En Rd du Congo ou au Rwanda, pour beaucoup d’anciens enfants soldats, le retour à la vie normale ne se passe pas sans difficultés. Certains se forment à un métier ou choisissent la police comme débouché, d’autres caressent le rêve de devenir cadres supérieurs. Pour  beaucoup d’autres, le retour au maquis est la seule issue.

Kalachnikov en bandoulière, képi vissé sur la tête et bottines en caoutchouc aux pieds, Paluku Mathe assure, depuis octobre 2008, la garde du bourgmestre de la commune de Mulekera, à Beni au nord de Goma, capitale de la province du Nord-Kivu. Moulé dans l’uniforme bleu de la Police nationale congolaise (Pnc), ce jeune âgé de 19 ans est un ancien combattant du groupe maï-maï Lolwako, des miliciens locaux ayant pris les armes pour faire de la résistance populaire durant les dernières années de guerre en République démocratique du Congo. Fils d’un chef coutumier du territoire de Lubero, Paluku avait rejoint les Maï-maï en 1999, pour, raconte-t-il, «protéger la ferme, les brebis et la fortune de mon père contre les voleurs de bétails.»

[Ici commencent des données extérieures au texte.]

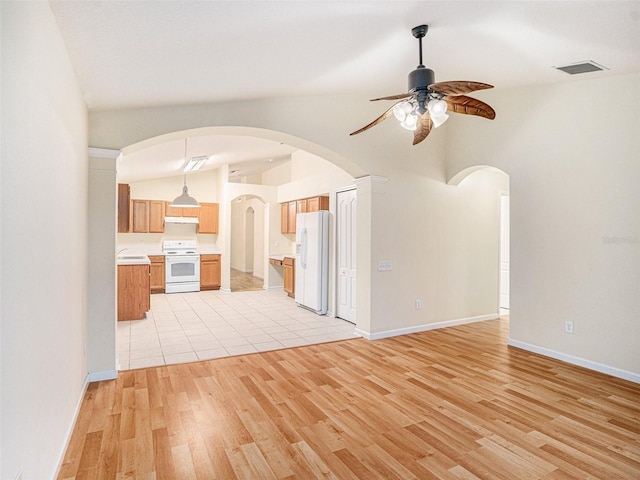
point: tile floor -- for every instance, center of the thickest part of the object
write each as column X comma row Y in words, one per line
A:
column 185, row 327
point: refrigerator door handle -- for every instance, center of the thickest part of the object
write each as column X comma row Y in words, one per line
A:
column 303, row 248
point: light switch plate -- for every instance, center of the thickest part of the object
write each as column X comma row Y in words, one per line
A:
column 384, row 265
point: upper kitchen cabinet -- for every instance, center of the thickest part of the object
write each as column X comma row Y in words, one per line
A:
column 124, row 197
column 147, row 216
column 207, row 218
column 315, row 204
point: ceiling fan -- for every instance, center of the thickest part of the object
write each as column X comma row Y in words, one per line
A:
column 425, row 105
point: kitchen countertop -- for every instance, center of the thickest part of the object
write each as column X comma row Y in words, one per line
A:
column 133, row 260
column 281, row 257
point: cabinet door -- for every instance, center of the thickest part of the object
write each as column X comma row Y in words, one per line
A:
column 284, row 217
column 140, row 216
column 133, row 291
column 156, row 216
column 291, row 217
column 123, row 207
column 208, row 218
column 157, row 273
column 209, row 272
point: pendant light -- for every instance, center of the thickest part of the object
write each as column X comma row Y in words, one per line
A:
column 185, row 200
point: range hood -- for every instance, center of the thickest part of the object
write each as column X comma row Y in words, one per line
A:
column 191, row 220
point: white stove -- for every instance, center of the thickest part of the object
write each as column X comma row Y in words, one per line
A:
column 182, row 266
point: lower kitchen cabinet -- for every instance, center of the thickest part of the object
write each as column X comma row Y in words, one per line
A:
column 157, row 273
column 210, row 272
column 134, row 294
column 288, row 271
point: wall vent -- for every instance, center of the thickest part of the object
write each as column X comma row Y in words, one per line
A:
column 582, row 67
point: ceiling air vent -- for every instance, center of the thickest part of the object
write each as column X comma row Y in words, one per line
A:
column 582, row 67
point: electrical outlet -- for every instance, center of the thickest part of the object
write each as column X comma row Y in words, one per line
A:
column 384, row 265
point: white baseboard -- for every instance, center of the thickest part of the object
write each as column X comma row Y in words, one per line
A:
column 581, row 362
column 423, row 328
column 71, row 428
column 103, row 375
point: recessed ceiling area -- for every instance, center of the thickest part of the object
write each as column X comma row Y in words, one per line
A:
column 245, row 156
column 134, row 54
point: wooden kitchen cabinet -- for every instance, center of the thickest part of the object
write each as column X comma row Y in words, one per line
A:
column 208, row 218
column 147, row 216
column 157, row 273
column 124, row 197
column 134, row 294
column 210, row 272
column 289, row 210
column 288, row 272
column 301, row 205
column 315, row 204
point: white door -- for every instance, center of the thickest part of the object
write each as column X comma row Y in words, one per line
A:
column 346, row 255
column 504, row 253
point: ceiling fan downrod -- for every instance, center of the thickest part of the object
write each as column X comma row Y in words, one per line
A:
column 421, row 77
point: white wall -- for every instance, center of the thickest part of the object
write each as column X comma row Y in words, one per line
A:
column 311, row 175
column 44, row 193
column 572, row 156
column 102, row 304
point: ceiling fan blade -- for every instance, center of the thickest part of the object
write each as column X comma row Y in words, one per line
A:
column 382, row 117
column 470, row 106
column 458, row 87
column 423, row 128
column 393, row 97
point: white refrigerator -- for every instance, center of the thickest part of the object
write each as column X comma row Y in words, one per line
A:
column 312, row 261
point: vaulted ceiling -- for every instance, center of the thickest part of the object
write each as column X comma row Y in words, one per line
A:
column 130, row 54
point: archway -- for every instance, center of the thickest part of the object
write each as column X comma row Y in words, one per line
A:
column 247, row 244
column 497, row 185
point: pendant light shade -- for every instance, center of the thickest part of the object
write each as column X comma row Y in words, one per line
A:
column 185, row 200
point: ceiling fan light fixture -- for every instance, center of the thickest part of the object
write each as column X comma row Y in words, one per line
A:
column 401, row 110
column 411, row 122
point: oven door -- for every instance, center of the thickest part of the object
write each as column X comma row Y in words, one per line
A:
column 182, row 273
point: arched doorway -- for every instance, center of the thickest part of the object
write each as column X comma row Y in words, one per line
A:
column 495, row 183
column 247, row 244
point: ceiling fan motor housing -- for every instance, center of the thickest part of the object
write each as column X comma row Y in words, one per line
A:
column 421, row 78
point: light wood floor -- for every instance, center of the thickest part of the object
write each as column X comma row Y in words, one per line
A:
column 451, row 403
column 244, row 282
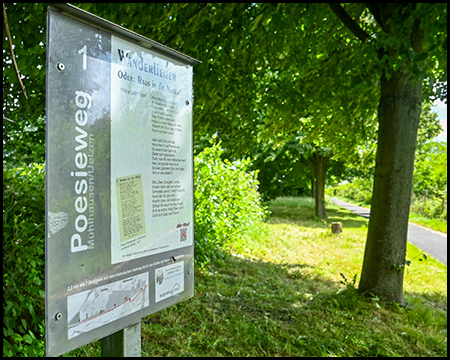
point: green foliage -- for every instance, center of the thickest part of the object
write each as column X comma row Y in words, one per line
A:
column 23, row 260
column 227, row 203
column 430, row 173
column 284, row 297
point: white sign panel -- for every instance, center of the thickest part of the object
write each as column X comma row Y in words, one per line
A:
column 119, row 186
column 151, row 152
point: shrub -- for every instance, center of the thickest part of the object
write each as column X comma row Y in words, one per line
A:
column 227, row 203
column 23, row 260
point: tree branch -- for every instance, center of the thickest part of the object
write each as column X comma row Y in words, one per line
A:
column 16, row 68
column 349, row 22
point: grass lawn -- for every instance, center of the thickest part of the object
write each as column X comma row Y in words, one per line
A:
column 290, row 291
column 437, row 224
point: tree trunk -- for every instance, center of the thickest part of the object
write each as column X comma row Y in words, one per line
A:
column 319, row 162
column 385, row 251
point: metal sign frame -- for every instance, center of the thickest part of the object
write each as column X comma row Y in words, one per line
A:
column 119, row 178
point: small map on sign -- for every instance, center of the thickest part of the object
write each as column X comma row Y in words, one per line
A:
column 96, row 307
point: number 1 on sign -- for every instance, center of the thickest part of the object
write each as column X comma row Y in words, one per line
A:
column 83, row 51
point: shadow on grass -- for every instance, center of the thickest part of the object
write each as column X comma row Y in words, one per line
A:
column 306, row 217
column 246, row 308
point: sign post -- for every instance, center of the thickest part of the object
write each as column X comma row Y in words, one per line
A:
column 119, row 180
column 124, row 343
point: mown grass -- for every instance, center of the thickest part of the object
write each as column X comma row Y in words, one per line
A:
column 290, row 291
column 437, row 224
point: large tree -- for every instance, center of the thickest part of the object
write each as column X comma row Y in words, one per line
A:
column 269, row 70
column 407, row 35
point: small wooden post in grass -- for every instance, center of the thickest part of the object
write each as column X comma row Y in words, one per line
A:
column 336, row 228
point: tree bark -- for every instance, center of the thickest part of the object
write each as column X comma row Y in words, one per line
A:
column 385, row 251
column 320, row 162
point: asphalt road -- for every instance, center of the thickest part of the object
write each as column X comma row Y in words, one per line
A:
column 431, row 242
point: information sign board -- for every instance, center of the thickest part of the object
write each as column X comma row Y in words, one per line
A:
column 119, row 178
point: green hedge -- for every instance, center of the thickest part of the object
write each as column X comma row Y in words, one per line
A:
column 227, row 204
column 23, row 260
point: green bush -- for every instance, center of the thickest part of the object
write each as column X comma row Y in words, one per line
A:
column 23, row 261
column 227, row 203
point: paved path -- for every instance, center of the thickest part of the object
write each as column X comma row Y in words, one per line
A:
column 431, row 242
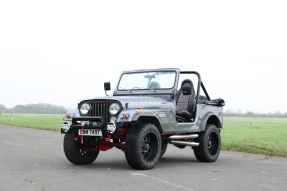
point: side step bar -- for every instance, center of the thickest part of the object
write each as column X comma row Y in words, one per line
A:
column 186, row 143
column 176, row 137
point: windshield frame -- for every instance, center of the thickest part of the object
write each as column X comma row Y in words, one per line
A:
column 146, row 71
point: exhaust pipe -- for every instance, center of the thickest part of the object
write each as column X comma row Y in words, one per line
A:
column 176, row 137
column 185, row 143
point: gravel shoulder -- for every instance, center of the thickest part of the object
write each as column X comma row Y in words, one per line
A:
column 33, row 159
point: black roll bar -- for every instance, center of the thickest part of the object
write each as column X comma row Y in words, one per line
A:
column 198, row 85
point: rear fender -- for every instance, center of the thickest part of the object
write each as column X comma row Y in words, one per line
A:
column 209, row 118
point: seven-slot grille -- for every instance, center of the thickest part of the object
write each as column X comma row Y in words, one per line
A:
column 101, row 109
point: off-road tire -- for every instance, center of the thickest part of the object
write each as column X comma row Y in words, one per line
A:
column 135, row 146
column 74, row 152
column 163, row 149
column 210, row 143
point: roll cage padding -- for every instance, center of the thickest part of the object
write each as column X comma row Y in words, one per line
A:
column 191, row 97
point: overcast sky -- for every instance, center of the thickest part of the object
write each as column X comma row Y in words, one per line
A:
column 62, row 52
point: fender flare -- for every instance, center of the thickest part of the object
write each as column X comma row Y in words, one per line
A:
column 147, row 117
column 206, row 117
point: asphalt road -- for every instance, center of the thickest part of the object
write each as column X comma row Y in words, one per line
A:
column 32, row 159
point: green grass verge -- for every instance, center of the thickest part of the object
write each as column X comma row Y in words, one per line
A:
column 264, row 135
column 255, row 135
column 38, row 121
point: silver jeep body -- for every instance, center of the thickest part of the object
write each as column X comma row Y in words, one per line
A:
column 158, row 106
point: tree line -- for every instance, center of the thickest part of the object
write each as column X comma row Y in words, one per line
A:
column 277, row 114
column 40, row 108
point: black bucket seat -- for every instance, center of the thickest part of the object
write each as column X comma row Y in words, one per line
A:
column 185, row 104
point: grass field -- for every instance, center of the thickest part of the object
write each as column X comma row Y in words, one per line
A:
column 253, row 135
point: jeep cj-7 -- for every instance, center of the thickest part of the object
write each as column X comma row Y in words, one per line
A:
column 146, row 113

De nombreux autres enfants qui faisaient partie de quatre groupes maï-maï des territoires de Beni et de Butembo ont, comme lui, rejoint les rangs de la police, après leur sortie du maquis en 2004. Ces groupes avaient en effet décidé d’enterrer la hache de guerre, après la signature des accords de paix de 2002 et l’entrée en fonction du gouvernement de transition. Ils avaient alors créé une coalition, l’Alliance des patriotes maï-maï, pour intégrer leurs troupes dans l’armée, la police et dans les institutions locales pour les cadres universitaires. «Nous avons fourni 300 combattants à la police, une brigade à l’armée et 50 avaient regagné leurs familles», explique Kasereka Vurondo, vice-président de la coordination maï-maï à la Pnc.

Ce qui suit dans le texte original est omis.